It is not a secret that there is a void of African-Americans in the field of technology. Well, now a new program is hoping to close this gap. The NewMe Accelerator program, organized to encourage African-American technological entrepreneurship, recently had its welcome event on the campuses of Google, Inc. The NewMe Accelerator was created by Angela Benton and partner Wayne Sutton.
“The NewMe Accelerator was launched due to a two-part problem and opportunity. Both Angela and myself have separate startups that we founded and wanted to be successful and there is no other place to launch a web/tech startup than the Silicon Valley,” explains Sutton. “The second part is with the data showing only 1% of Internet start-up founders are African-American. We saw this as an opportunity to help others launch successful startups as well. Therefore, we decided to partner up and launch the NewMe Accelerator. Other data such as from the recent Startup Genome Report says startups that have mentors are more likely to succeed than startups that don’t.”
For the NewMe kickoff event, 12 Black digital entrepreneurs came to pitch their product and business ideas to an executive panel of venture capitalists, which included leaders from Syncom and David Krane from Google Ventures.
“The goals of the NewMe Accelerator are to increase exposure to talent, connect founders to access of early stage capital, provide mentorship from qualified individuals, help support and fund the community, be examples for current and future entrepreneurs and collaborate and build successful companies in the heart of Silicon Valley,” says Sutton.
The NewMe Accelerator will include 9 weeks of one on one mentorship, and a live “Real World”-like experience where the entrepreneurs will all live together under one roof as they work on their start-ups. Participants will be eligible for substantial business investments.
“There is a need for the NewMe Accelerator in 2011,” says Sutton. “Mitch Kapor said it best in a recent mentorship session about the NewMe accelerator: Access is inequitable. Not everybody has a shot, so give them the support they need to compete on a level playing flied. Then they’ll do really well. There’s no question that there’s a dramatic underrepresentation of people of color in the Silicon Valley eco system.”

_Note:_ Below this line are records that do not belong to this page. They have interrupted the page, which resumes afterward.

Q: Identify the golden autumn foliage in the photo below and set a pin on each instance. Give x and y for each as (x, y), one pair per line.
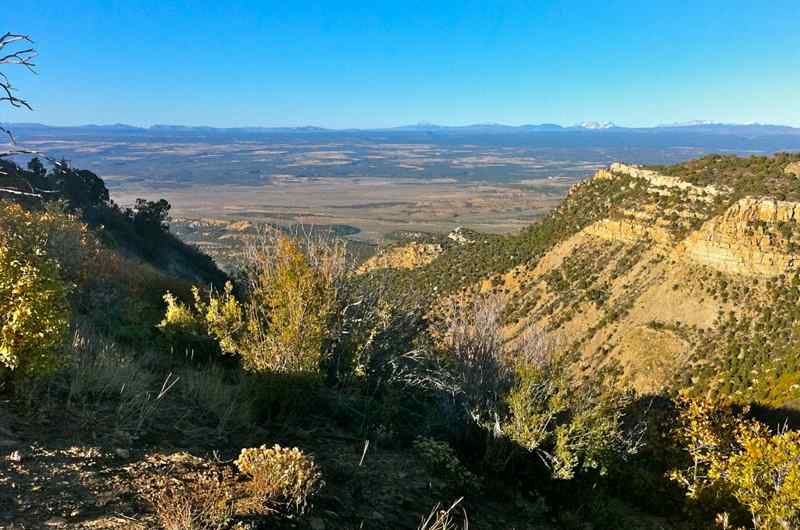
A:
(284, 323)
(734, 457)
(34, 312)
(293, 297)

According to Sutton, the digital divide remains real for minorities, especially in Internet startups. “In 2010, women angels represented 13% of the angel market. Women-owned ventures accounted for 21% of the entrepreneurs that are seeking angel capital and 13% of these women entrepreneurs received angel investment in 2010. Both the number of women seeking angel capital and the percentage that receives angel investments are low compared to the overall market. This data indicates that when women do seek angel capital, they lag behind the market yield rate by 5%,” he points out. “Minority angels accounted for 2% of the angel population. The minority-owned firms represented 6% of the entrepreneurs that presented their business concept to angels. The yield rate for these minority-owned firms was 19%, which for the fourth straight year, is in line with market yield rates. However, the small percentage of minority-owned firms seeking angel capital is of concern,” he adds.

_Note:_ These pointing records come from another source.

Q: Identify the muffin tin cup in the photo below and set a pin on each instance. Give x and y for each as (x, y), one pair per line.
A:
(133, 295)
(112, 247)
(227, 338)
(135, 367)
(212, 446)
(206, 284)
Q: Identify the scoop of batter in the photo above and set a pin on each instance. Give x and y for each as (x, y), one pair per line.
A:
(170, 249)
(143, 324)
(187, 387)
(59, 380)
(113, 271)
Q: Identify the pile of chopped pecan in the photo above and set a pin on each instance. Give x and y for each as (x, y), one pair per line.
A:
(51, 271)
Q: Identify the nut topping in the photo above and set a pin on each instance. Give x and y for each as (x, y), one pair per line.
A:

The questions persist though. With African-Americans being major technology consumers and high Internet users (eMarketer estimates that African-Americans will make up 11.8% of all U.S. Internet users in 2011), why does the divide continue to exist? “I list the digital divide into five categories: location, access to information/technology, race, income, and gender,” explains Sutton. “With that said, many homes across the country are limited in at least one or multiple categories that can’t provide the same opportunity as those who have access to information and/or are not judged by gender/race or limited by the lack of income or location to have access to resources. But at the same time almost everyone has the opportunity to learn and teach others to help decrease the digital divide.”
Sutton and NewMe are hoping to do just that.